Muitos dos negócios dedicados à confeção dos pastéis de molho nasceram com interesse familiar e continuados pelas gerações que as procederem. Alguns embarcaram no negócio pelo gosto, outros pela fuga à vida académica. Foi o caso de Fernando Esteves cujo padrasto trabalhava no ramo e, para não continuar a estudar, ingressou na profissão. Com uma idade tenra, começou a trabalhar com 13 anos e pela paixão nunca largou a profissão. “Até à reforma vou fazer esta atividade é aquilo que gosto de fazer”.
À semelhança dos pastéis de Chaves, também os pastéis de molho são o sabor de casa que os emigrantes mais procuram.
Contudo, a falta de interesse dos mais jovens em dominar a confeção dos pastéis e continuar esta tradição que representam Chaves e Covilhã é algo a lamentar. “É um legado que deve continuar no futuro, é pena não haver gente que queira aprender”, referiu o pasteleiro Filipe Martins. Atualmente a produção dos pastéis está na sua maioria ao encargo das pastelarias, com um preparo industrial, fortemente mecanizado, sem a atenção e cuidado que lhes eram atribuídos quando feitos manualmente.
O processo de confeção do pastel da Covilhã é semelhante ao de Chaves. Os pastéis de molho, no entanto, além de apresentarem um formato diferente e o recheio ser menor, o molho é um complemento indispensável que marca a singularidade da especialidade.
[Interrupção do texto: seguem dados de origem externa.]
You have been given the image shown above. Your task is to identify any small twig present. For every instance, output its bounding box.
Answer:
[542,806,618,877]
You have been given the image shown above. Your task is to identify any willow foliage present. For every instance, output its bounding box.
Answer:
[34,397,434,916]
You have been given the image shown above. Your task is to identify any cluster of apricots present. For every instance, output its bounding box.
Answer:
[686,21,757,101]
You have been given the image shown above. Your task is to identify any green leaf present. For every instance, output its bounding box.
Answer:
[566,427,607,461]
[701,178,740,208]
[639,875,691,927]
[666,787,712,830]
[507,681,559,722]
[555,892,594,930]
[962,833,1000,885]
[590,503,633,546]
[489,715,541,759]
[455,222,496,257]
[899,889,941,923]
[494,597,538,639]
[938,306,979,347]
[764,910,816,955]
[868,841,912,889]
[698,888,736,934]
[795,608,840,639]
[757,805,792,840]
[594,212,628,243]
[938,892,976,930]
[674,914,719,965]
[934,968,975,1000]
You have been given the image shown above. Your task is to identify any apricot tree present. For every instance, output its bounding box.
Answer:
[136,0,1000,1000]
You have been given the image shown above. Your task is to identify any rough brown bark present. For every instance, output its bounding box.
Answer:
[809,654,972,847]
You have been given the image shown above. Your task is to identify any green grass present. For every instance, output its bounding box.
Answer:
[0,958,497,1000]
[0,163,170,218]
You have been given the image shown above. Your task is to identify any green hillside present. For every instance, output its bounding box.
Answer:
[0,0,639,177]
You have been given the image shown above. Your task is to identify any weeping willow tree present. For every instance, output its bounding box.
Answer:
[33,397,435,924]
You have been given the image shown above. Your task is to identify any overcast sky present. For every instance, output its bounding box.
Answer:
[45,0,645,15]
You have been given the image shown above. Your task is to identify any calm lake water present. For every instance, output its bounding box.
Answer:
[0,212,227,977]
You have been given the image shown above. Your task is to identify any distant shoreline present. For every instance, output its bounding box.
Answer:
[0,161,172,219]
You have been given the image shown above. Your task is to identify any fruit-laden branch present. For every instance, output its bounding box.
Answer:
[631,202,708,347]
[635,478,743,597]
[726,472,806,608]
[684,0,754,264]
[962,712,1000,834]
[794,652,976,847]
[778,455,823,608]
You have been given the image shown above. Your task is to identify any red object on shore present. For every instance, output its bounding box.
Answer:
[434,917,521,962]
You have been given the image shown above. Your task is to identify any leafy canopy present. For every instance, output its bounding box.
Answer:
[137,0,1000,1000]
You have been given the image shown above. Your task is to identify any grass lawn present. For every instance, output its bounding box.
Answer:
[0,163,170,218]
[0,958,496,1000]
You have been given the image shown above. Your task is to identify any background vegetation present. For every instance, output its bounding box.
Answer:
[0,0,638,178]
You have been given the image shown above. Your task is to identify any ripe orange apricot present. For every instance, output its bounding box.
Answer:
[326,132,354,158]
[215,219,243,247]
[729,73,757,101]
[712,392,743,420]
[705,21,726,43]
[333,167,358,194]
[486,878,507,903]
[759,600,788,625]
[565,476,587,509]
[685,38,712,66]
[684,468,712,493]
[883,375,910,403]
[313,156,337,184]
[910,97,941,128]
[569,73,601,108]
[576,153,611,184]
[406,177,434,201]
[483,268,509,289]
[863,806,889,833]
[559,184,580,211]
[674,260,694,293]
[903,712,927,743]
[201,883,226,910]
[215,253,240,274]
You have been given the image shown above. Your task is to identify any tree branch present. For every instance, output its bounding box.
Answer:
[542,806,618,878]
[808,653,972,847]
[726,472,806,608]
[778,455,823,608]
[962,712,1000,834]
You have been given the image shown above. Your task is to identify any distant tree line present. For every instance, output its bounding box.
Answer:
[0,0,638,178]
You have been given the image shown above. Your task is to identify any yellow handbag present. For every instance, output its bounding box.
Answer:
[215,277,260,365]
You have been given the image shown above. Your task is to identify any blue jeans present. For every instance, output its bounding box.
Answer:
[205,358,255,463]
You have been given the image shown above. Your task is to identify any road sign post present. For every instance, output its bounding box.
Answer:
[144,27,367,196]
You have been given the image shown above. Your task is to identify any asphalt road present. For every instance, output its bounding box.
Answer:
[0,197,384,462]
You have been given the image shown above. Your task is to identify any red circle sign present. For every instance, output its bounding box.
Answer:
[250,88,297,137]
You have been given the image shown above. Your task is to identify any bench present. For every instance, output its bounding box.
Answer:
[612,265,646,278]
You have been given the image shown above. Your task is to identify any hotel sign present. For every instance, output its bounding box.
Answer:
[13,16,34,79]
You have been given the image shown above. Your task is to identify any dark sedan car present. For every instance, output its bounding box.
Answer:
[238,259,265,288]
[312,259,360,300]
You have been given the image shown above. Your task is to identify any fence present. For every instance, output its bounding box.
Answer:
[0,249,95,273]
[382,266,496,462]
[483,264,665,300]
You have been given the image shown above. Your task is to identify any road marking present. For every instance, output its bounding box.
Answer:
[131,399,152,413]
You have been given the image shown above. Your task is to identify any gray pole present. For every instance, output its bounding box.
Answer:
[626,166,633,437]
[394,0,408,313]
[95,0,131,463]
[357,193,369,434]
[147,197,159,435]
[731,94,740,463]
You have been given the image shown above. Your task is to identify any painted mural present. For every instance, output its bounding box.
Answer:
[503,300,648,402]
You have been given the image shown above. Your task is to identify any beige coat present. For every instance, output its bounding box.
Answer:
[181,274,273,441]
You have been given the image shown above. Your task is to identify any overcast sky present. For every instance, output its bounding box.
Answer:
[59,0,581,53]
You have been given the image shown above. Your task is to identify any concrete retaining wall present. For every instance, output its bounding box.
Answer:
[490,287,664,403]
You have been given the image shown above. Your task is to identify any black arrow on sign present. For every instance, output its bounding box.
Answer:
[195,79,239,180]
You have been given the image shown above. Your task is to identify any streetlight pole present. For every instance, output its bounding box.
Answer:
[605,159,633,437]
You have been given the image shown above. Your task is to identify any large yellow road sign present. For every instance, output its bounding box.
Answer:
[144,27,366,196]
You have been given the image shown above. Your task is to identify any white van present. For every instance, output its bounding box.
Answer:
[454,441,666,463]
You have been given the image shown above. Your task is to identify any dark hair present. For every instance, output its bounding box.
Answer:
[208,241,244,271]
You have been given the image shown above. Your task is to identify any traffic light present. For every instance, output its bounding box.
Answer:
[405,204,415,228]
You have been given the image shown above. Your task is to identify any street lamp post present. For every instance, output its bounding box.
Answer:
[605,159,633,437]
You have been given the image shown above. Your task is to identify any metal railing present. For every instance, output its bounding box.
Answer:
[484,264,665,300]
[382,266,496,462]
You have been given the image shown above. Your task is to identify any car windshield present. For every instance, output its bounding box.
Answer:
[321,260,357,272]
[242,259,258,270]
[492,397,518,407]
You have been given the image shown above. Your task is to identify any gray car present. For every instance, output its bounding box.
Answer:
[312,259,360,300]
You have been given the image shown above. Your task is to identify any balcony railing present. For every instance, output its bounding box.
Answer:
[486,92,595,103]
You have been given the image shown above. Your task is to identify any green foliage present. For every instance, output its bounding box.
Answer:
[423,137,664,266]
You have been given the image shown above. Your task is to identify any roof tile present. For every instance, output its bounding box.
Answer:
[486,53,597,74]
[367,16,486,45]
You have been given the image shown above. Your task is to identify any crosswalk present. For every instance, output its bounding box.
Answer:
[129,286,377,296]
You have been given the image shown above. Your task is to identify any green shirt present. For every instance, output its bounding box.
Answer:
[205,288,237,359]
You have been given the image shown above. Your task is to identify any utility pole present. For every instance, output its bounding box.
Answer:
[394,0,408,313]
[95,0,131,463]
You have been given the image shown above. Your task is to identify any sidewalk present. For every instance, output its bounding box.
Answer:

Além disso, a maior laminação do pastel faz com que a massa seja mais fina e com um folhado menos estaladiço.
O facto é que os pastéis de Chaves e de molho percorrem as bocas dos portugueses. Histórias vivas são transmitidas de gerações para gerações, como forma de revelar a essência da cozinha portuguesa e o orgulho regional que atrai os olhares do mundo.